相关资料教程地址

flink-cdc 资料

https://ververica.github.io/flink-cdc-connectors/release-2.3/

flink connectors教程

https://nightlies.apache.org/flink/flink-docs-release-1.17/docs/connectors/

doris 教程

https://doris.apache.org/zh-CN/docs/dev/get-starting/quick-start

mongo

https://www.mongodb.com/docs/manual/changeStreams/

1、Flink环境搭建(环境搭建自己去搭建下)

使用的Flink版本是1.17.1

2、Doris环境搭建(环境搭建自己去搭建下)

使用mysql工具链接

3、同步实现原理

监听Mongo的Change Stream,将数据的变化实时同步到Doris

4、同步实现

4.1 同步脚本实现方案(需要前置准备jar包,添加jar包还得重启flink服务,执行脚本还得上服务运行,不方便,而且对添加自定义字段等自定义场景不友好)

可参考:https://ververica.github.io/flink-cdc-connectors/release-2.3/content/%E5%BF%AB%E9%80%9F%E4%B8%8A%E6%89%8B/build-real-time-data-lake-tutorial-zh.html

4.1.1 添加同步jar包到flink/lib目录下并启动flink(添加jar需重启flink服务,前置准备所有的connector包到flink/lib下)

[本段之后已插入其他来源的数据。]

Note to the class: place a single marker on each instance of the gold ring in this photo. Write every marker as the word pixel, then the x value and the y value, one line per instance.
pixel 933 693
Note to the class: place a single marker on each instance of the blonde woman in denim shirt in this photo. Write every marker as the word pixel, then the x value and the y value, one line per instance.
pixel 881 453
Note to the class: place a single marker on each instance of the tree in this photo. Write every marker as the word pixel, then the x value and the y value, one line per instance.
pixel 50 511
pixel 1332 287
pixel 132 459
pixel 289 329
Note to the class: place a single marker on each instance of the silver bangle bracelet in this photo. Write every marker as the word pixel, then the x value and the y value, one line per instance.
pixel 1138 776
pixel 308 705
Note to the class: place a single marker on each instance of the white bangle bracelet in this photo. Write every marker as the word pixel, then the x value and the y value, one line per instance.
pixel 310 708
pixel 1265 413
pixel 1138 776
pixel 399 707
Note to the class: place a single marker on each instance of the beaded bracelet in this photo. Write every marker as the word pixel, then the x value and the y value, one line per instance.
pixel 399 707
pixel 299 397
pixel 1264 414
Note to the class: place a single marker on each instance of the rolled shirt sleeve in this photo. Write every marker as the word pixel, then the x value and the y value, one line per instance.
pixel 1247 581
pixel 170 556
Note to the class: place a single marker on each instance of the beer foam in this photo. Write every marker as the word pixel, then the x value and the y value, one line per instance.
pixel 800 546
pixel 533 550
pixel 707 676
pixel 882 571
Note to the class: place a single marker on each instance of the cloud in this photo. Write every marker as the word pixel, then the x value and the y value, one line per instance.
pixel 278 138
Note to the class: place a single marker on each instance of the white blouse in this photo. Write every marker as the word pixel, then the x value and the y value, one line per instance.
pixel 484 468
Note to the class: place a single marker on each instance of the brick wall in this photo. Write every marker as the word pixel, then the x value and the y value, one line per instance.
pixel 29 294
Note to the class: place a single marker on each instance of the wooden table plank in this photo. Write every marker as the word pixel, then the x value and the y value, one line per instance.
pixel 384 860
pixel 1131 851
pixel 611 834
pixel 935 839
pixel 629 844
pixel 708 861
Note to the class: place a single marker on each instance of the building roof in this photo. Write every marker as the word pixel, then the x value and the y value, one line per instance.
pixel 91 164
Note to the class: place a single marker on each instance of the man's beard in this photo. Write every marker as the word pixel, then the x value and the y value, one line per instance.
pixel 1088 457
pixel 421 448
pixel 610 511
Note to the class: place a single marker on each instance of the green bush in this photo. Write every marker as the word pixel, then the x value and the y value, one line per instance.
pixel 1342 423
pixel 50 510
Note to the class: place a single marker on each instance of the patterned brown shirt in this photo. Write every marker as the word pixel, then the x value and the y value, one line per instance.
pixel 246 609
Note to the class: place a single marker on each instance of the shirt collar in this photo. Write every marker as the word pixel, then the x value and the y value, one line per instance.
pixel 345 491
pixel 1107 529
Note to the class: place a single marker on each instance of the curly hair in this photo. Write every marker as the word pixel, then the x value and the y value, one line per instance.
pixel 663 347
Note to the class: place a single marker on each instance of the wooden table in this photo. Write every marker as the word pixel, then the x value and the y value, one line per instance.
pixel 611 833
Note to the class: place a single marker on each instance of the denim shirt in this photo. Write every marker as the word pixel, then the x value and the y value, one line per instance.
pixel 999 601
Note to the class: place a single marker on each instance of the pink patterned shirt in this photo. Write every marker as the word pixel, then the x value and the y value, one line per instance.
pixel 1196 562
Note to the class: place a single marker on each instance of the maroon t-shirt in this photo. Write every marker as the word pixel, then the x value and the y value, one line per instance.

https://repo1.maven.org/maven2/com/ververica/ https://repo1.maven.org/maven2/org/apache/doris/flink-doris-connector-1.17/1.4.0/flink-doris-connector-1.17-1.4.0.jar

4.1.2 编写mongoToDorisSql.sql

-- 设置间隔时间

SET 'execution.checkpointing.interval' = '5s';

-- 设置本地时区为 Asia/Shanghai

SET 'table.local-time-zone' = 'Asia/Shanghai';

-- 切换到基于磁盘的状态后端

SET 'state.backend' = 'filesystem';

SET 'state.checkpoints.dir' = 'file:///flink/checkpoints';

-- 增加内存状态后端容量大小

SET 'state.backend.memory.maxStateSize' = '1g';

-- 配置检查点清理策略

SET 'state.checkpoints.num-retained' = '2';

-- 减小作业数据并行度

SET 'parallelism.default' = '4';

-- 开启增量检查点合并小状态

SET 'state.backend.incremental' = 'true';

-- 开启异步检查点

SET 'checkpointing.mode' = 'at_least_once';

-- 切换到 RocksDBStateBackend

SET 'state.backend' = 'rocksdb';

CREATE TABLE waybill_515_form (

_id STRING,

userId INT,

waybillCode STRING,

PRIMARY KEY (_id) NOT ENFORCED

) WITH (

'connector' = 'mongodb-cdc',

'hosts' = '10.10.67.209:27017',

'username' = 'root',

'password' = '123456',

'database' = 'waybillcenter_saas',

'collection' = 'waybill_515'

);

CREATE TABLE waybill_515_to (

_id STRING,

userId INT,

waybillCode STRING,

PRIMARY KEY (_id) NOT ENFORCED

) WITH (

'connector' = 'doris',

'fenodes' = '192.168.1.57:8030',

'table.identifier' = 'test.waybill_515',

'username' = 'root',

'password' = '',

'sink.enable-delete' = 'true', -- 同步删除事件

'sink.label-prefix' = 'waybill_515'

);

INSERT INTO waybill_515_to SELECT * FROM waybill_515_form f;

4.1.3、 执行脚本

./flink/bin/sql-client.sh -f mongoToDorisSql.sql

4.2 基于sql的java代码实现方案(相比于4.1维护更加方便,对自定义字段等自定义场景很友好)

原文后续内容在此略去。